On 21 February 2018, he was found guilty and sentenced to life imprisonment in Germany. Prosecutors had charged him with stealing her handbag after killing her because he thought she had taken an electronic device that he used to save his bank account numbers. Following his conviction, German prosecutors had to determine if his sentence would be served in Sweden. Ausonius appealed the verdict with the Federal Court of Justice confirming the verdict in November. In January 2019, Ausonius was extradited back to Sweden to serve his sentences.

== Media ==
The journalist Gellert Tamas wrote a book about the case, Lasermannen – en berättelse om Sverige (2002), which became a bestseller. The author links Ausonius and his life story with Sweden in general, speculating that his actions were in part explained by a surge of far-right political and xenophobic sentiments in the country in the early 1990s, including the success of the right-wing New Democracy (Sweden) party in the election. According to Tamas, it could also be one of many attempts by Ausonius to prove his identity as a "true Swedish man" by separating himself from immigrants.

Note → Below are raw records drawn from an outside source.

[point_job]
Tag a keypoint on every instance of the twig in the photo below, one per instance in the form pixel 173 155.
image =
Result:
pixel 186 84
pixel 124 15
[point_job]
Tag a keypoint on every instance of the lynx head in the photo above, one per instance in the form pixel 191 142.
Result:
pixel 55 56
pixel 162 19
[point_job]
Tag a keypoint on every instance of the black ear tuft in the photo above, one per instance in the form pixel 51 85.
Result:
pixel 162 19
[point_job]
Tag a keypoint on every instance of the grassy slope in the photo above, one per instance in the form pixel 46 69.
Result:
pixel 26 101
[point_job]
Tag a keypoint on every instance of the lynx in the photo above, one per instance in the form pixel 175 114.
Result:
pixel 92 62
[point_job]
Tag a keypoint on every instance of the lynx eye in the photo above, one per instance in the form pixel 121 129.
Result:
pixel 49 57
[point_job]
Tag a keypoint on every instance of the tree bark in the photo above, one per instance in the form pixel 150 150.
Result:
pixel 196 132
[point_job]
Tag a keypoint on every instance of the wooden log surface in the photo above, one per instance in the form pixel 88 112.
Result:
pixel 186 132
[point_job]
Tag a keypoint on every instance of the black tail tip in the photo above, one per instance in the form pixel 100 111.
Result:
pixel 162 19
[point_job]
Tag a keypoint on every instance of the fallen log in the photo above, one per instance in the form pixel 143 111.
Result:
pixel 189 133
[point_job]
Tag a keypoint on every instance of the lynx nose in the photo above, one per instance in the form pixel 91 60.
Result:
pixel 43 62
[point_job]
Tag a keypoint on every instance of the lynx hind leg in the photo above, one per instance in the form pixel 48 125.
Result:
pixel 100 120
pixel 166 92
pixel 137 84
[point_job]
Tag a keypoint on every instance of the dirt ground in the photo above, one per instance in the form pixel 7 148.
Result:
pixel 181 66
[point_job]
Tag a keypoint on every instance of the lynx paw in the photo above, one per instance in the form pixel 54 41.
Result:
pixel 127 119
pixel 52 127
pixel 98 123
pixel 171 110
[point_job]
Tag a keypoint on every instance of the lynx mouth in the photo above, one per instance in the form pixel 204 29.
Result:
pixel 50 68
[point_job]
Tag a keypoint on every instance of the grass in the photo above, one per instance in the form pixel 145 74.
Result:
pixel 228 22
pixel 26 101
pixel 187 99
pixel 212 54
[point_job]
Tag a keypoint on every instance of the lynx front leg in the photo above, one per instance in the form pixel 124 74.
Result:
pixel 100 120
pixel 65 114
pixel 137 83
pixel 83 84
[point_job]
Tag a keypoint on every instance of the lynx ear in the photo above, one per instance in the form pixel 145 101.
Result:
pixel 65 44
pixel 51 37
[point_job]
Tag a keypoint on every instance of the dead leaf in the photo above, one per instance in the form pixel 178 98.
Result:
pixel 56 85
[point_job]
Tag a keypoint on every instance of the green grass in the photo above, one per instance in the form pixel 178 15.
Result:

In 2005, the book was adapted into a play, and the same year SVT produced a three-part TV miniseries, which premiered on 23 November. Ausonius was played by David Dencik.

==Engagement==
In late April 2006, the daily Aftonbladet revealed that John Ausonius had become engaged to an anonymous 23-year-old woman, who had fallen in love with him after having seen a recent television miniseries. According to the paper, a friend of the woman said the couple were planning to move abroad after Ausonius' putative release from prison. The couple are no longer together.